SThree PLC on Tuesday said ‘early signs of improvement are continuing in selected areas’ in the new year, after a tricky 2025 which saw net fees and profit slump.

The London-based science, technology, engineering and mathematics-focused staffing firm said net fees fell 13% to £322.7 million in the financial year to November from £369.1 million the year prior, or by 12% on like-for-like basis.

Pretax profit tumbled 62% to £25.5 million from £67.6 million, with basic earnings per share down 63% to 13.7 pence from 37.4p.

SThree said profit fell ‘in line with expectations, as the challenging economic conditions continue to impact net fees, partially offset by disciplined cost management.’
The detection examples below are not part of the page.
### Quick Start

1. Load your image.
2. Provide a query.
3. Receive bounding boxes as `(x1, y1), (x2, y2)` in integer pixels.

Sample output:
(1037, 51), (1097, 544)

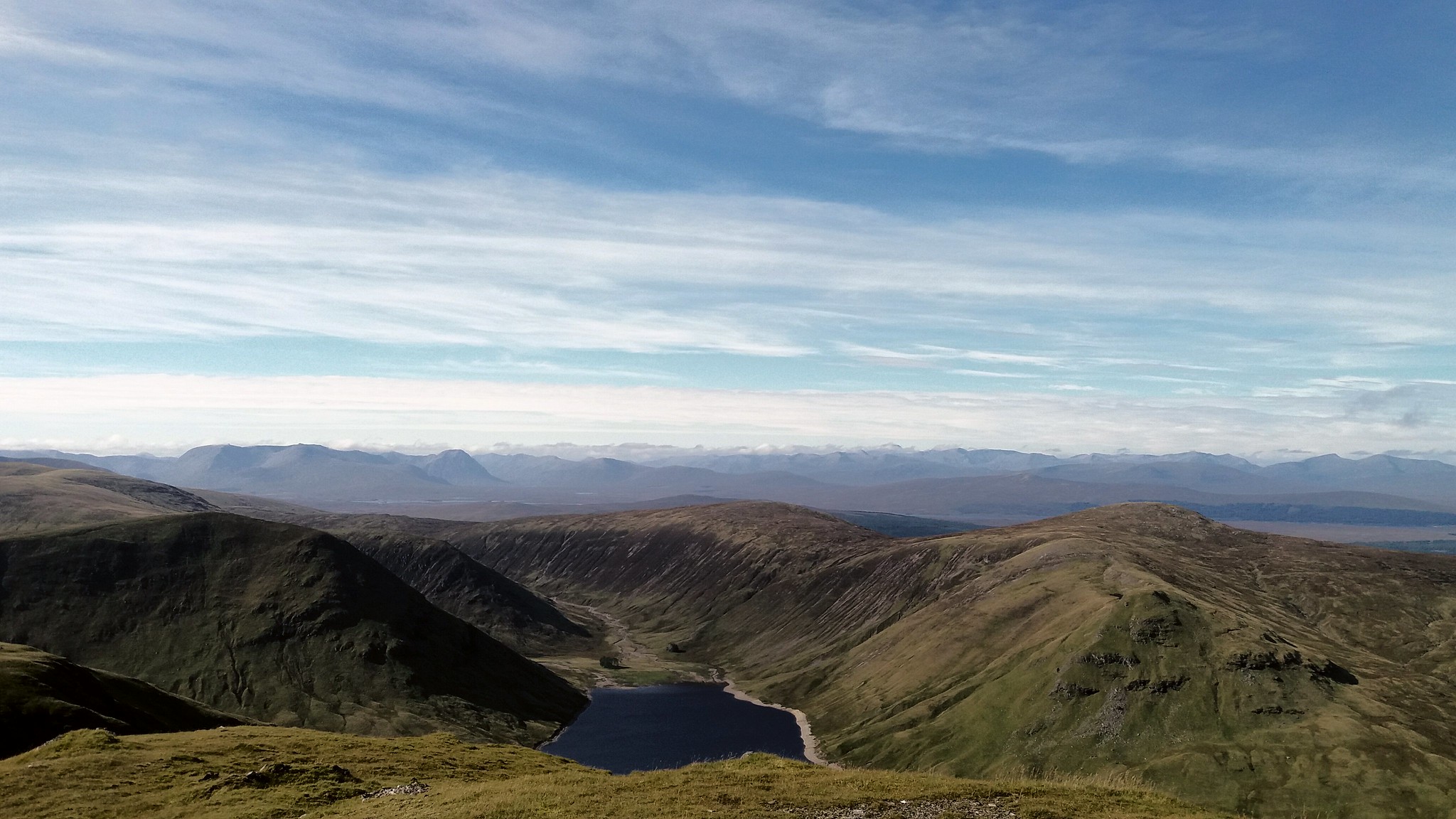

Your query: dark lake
(542, 683), (803, 774)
Revenue declined 13% to £1.30 billion from £1.49 billion, or by 12% LFL.

SThree left the total dividend unchanged at 14.3p per share after a pegged final payout of 9.2p per share.

SThree said the rate of decline in net fees improved sequentially each quarter, supported by the US returning to growth.

Net fees grew 4% in the US, while Germany and the Netherlands declined by 16% and 21% respectively.

The three countries make up 72% of total group net fees.

Contract net fees, which represent 84% of the total, declined 12% year-on-year, while permanent net fees, 16% of total, declined 9% on-year.

SThree reported net cash of £68.0 million at year end, down slightly from £69.7 million the year prior, after having returned £20.2 million to shareholders via a share buyback completed earlier in the year.

SThree said it intends to launch a further buyback programme of up to £20 million, in line with its stated capital allocation policy.

Looking ahead, SThree expects financial 2026 pretax profit of around £10 million.

‘Financial 2025 ended with encouraging new business activity, albeit at historically subdued levels, and good momentum in select markets, such as the US, underpinning our expectations for the year ahead,’ the firm said.

Chief Executive Timo Lehne said: ‘We enter the new year with cautious optimism’, noting ‘early signs of improvement are continuing in selected areas.’

‘Whilst new business remains challenging, and broader market recovery is yet to materialise, the investments made in recent years leave us well positioned to navigate the near-term environment and capitalise on new growth opportunities,’ Lehne added.

Shares in SThree rose 6.5% to 195.90p each in London on Tuesday morning.